I was forced to fit a dx, with a hammer.

I stopped all the meds except paxil after only a week. The sky did not fall, the hallucinations (I was not having) did not return.

I have more of an anxiety disorder now (go figure) no bipolar. I thought I was maybe bipolar after all. I did eventually receive compassionate care, that unfortunately got cut by the govy.

I did see a psych recently. It's hard to say what is really wrong other than, bad treatment can lead to bad outcomes for a patient. This psych (unfortunately) was big on bipolar too. They tried to label me bipolar just to get me on mood stablizing treatment. I asked if they really saw bipolar in me, at all in their practice. They did not, they just wanted to go with my initial dx to label me.
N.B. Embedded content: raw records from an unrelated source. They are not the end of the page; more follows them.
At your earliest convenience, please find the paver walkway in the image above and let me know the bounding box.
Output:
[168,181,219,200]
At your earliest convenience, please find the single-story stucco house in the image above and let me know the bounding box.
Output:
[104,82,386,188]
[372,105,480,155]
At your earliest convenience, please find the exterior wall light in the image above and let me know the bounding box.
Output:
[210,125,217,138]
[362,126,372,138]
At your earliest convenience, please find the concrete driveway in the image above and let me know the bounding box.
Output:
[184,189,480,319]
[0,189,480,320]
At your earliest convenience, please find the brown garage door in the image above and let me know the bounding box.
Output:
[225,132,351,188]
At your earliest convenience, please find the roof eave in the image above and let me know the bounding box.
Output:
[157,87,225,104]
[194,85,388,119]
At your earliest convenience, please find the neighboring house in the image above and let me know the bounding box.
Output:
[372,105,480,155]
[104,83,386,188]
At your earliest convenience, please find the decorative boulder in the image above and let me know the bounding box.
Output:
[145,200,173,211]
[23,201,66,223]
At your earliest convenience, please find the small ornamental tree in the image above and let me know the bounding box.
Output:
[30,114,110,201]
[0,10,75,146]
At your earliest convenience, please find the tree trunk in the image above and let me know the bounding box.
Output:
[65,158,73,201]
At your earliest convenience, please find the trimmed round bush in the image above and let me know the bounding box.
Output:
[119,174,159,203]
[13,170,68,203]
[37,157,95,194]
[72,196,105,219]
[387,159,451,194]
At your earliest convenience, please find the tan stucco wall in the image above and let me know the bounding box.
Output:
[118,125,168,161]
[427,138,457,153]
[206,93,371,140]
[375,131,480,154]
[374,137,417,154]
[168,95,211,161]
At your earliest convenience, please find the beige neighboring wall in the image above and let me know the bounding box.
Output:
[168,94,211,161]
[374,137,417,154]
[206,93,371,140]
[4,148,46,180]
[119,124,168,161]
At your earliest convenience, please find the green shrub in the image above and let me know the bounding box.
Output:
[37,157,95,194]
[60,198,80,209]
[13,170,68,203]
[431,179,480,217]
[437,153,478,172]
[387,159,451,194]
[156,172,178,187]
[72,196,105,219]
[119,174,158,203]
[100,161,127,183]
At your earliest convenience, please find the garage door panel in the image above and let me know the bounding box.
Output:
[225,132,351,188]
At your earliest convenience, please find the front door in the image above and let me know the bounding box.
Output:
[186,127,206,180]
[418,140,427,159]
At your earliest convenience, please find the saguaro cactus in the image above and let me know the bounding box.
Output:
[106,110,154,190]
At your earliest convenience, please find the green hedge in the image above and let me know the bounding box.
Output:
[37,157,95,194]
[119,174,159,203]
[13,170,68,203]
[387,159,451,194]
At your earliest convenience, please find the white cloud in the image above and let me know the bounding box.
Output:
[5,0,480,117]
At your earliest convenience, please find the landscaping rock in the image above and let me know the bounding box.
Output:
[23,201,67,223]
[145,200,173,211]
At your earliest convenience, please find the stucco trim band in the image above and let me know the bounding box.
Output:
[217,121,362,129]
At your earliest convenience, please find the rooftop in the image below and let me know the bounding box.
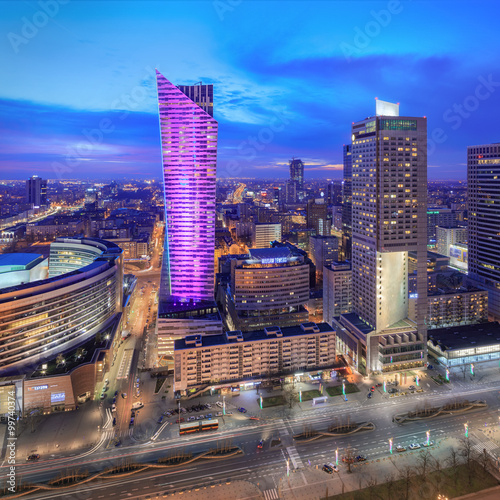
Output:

They wanted to try me on lithium without hypomania or depression present.

Basically they thought they might dupe me into playing guinea pig.

You know what, with our failing health care system, particularly mental health care, I can see where tired frustrated patients get duped all the time. I've been on waiting lists for more appropriate treatment for ages. I can see why patients will eventually just say, screw it and take whatever pill a doctor doles out to them, even when their dx is not really bipolar. It just feels good to a patient to finally get an answer where there are none.